Question

ABCD is a rhombus RABS is a straight line such that RA=AB=BS prove that RS and SC when produced meet at right angle

Answer 1

Answer:

Step-by-step explanation:

Answer 2

Proved below.

Step-by-step explanation:

Given:

Here ∠DAB and ∠ABC are supplementary (adjacent angles in a rhombus).  

∠RAD and ∠DAB are supplementary (linear pair).  

∠ABC and ∠CBS are supplementary (linear pair).  

So ∠RAD and ∠ABC are congruent (supplementary to the same angle),  

and ∠RAD and ∠CBS are supplementary because ∠CBS is supplementary to an angle congruent to ∠RAD.  

DA = AB = BC = CD because ABCD is a rhombus.           [given]

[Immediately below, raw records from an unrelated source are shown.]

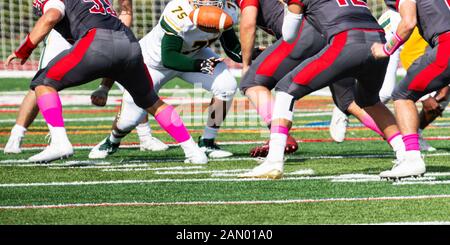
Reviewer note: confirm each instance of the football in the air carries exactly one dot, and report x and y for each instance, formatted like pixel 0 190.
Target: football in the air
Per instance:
pixel 211 19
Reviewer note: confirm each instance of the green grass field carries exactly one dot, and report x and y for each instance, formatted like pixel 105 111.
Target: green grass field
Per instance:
pixel 324 182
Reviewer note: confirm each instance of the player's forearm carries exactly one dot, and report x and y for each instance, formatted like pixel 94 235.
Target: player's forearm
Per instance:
pixel 44 25
pixel 407 10
pixel 172 57
pixel 293 15
pixel 107 83
pixel 247 32
pixel 408 13
pixel 231 45
pixel 126 12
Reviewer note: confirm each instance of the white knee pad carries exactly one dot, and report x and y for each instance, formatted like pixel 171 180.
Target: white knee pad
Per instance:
pixel 283 107
pixel 130 114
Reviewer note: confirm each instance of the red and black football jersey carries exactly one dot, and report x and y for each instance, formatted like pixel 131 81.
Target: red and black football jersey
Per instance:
pixel 433 17
pixel 270 14
pixel 334 16
pixel 83 15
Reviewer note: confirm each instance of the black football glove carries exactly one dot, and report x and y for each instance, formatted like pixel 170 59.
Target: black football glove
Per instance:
pixel 257 51
pixel 207 66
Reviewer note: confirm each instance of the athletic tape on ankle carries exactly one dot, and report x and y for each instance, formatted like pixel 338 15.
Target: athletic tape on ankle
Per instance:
pixel 171 122
pixel 51 109
pixel 279 129
pixel 283 107
pixel 393 137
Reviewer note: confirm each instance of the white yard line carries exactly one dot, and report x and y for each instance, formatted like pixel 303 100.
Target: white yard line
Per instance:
pixel 25 163
pixel 250 202
pixel 419 182
pixel 335 178
pixel 151 169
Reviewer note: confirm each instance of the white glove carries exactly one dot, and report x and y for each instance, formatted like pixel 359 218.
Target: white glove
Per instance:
pixel 291 25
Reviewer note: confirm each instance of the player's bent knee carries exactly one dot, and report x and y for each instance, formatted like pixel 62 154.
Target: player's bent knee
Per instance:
pixel 367 102
pixel 224 95
pixel 128 121
pixel 400 94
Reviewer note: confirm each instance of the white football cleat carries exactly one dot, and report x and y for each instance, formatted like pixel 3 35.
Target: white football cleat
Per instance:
pixel 211 149
pixel 410 165
pixel 196 156
pixel 13 145
pixel 424 146
pixel 152 144
pixel 103 149
pixel 338 125
pixel 266 170
pixel 55 151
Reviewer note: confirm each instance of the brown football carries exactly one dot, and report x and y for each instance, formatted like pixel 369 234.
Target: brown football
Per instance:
pixel 211 19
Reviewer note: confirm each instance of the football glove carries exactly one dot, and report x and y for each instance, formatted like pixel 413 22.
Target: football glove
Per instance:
pixel 207 66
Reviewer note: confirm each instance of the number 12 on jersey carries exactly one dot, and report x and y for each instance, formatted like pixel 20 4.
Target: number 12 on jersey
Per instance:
pixel 356 3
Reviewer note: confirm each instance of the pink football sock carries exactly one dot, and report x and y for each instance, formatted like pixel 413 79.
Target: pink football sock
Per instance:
pixel 51 109
pixel 368 121
pixel 411 142
pixel 265 111
pixel 171 122
pixel 279 129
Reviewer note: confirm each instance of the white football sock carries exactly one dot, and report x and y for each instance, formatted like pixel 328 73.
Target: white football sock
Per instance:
pixel 210 133
pixel 116 136
pixel 398 145
pixel 276 147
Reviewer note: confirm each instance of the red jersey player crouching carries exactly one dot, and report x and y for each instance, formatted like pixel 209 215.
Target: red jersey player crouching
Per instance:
pixel 429 73
pixel 93 56
pixel 350 31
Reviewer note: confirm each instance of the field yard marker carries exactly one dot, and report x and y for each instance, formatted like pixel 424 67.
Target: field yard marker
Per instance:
pixel 419 182
pixel 25 163
pixel 202 172
pixel 152 169
pixel 201 203
pixel 411 223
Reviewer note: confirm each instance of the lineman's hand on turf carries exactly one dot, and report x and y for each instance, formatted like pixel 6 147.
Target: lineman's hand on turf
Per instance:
pixel 207 66
pixel 378 51
pixel 12 57
pixel 100 96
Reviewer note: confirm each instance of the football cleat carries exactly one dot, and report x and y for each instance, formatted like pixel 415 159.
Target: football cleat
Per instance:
pixel 212 149
pixel 13 145
pixel 266 170
pixel 55 151
pixel 424 146
pixel 263 150
pixel 411 165
pixel 196 156
pixel 338 125
pixel 103 149
pixel 152 144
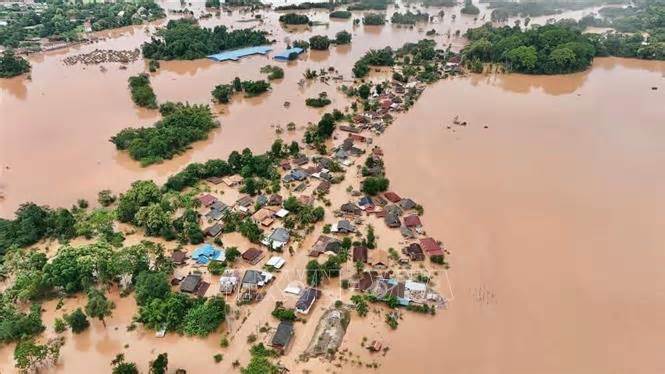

So RA = DA (both equal to AB)  

and BC = BS (both equal to AB).  

Δ RAD is an isosceles triangle with RA = DA,  

so base angle ARD measures  $\frac{(180\degree - m\angle RAD)}{2}$.                                      [1]

Similarly, Δ CBS is an isosceles triangle with BC = BS  

so base angle BSC measures  $\frac{(180\degree - m\angle CBS)}{2}$.                                       [2]

Thus,  

m∠ARD + m∠BSC  

=  $\frac{(180\degree - m\angle RAD)}{2} + \frac{(180\degree - m\angle CBS)}{2}$             [ from 1 and 2 ]

= $\frac{360 - (m\angle RAD + m\angle CBS)}{2}$

= $\frac{360-180}{2}$   [because ∠RAD and ∠CBS are supplementary]  

= $\frac{180}{2}$

m∠ARD + m∠BSC = 90°                [3]

Let P be the point where RD and SC intersect.

Then  

m∠SRP + m∠RSP

= m∠ARD + m∠BSC            [same angles]  

= 90°                  [ from 3 ]

and the third angle of triangle RSP, at P, measures  

180° - 90° = 90°  

which is what we wanted to prove.  

Hence RS and SC when produced meet at right angle.